Butcher's crossing · John Williams
Par Marie-Claude Rioux
En 1873, Will Andrews a vingt-trois ans. Issu d’une bonne famille, il mène une vie paisible à Boston. Las de ses études à Harvard, inspiré par Emerson selon qui le contact avec la nature fait ressortir le meilleur de soi, une soif de liberté et une quête de son «moi immuable» s’emparent de lui. Il réunit un petit pécule, monte en scelle et se rend à Butcher's Crossing, dans le Kansas, à la recherche de J.D. McDonald. Cet homme d’affaires prospère, qui fait le commerce des peaux de bison, le met en contact avec Miller, un chasseur chevronné. Will veut participer à une expédition de chasse. Il sort son magot et finance le projet.Le problème, c'est que les bisons sont de plus en plus rares, ayant été pratiquement tous exterminés. Selon Miller, il en resterait un dernier troupeau caché au creux d’une vallée dans les Rocheuses du Colorado. Lui seul connaît son emplacement. L’expédition s’organise. Pendant que Miller rassemble le matériel et recrute un écorcheur de peau, Will fait la connaissance de Francine, une prostituée qui s’entiche de lui.Lorsque tout est prêt, Will, Miller et son bras droit manchot Charley Hoge, ainsi que Fred Schneider, l'écorcheur grincheux et bourru, se mettent en route. Le voyage est parsemé d’embûches. L’odyssée se révèle périlleuse. L’entêtement de Miller à vouloir abattre tous les bisons met en péril la survie du groupe. Chacun perdra des plumes au cours de cette folle expédition. L’un d’entre eux fera plus qu'en perdre: c'est la vie qu'il perdra. Presqu'un an s’est écoulé lors de leur retour à Butcher's Crossing. La ville est en décrépitude, à l’abandon. Presqu’une ville fantôme.

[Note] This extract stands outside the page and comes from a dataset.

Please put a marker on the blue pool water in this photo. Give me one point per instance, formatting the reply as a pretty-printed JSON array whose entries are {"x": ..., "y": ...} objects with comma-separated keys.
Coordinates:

- Mais qu’est-ce qui a pu se passer en un an?
- Vous vous souvenez du castor? Vous chassiez bien ces bêtes-là, avant? Quand ils ont arrêté de porter des chapeaux en castor, impossible de refourguer les peaux, même pas è l’œil. Eh bien! On dirait que tous ceux qui voulaient leur manteau en bison ont fini par l’obtenir, et plus personne n’en réclame. Pourquoi ils les voulaient au départ, ça, je n’en sais rien; on ne peut jamais vraiment se débarrasser de la puanteur.
- Mais en à peine un an…
McDonald haussa les épaules.
- Ça nous pendait au nez. Si j’avais été sur la côte est, je l’aurais vu venir. Attendez quatre ou cinq ans, peut-être que vous trouverez quoi faire avec le cuir.
Will a «traversé la moitié du continent à la rencontre d’une contrée sauvage où il rêvait, comme dans une vision, de trouver son moi immuable. Il reconnaissait désormais, presque sans regret, l’orgueil qui était à l’origine de ses passions».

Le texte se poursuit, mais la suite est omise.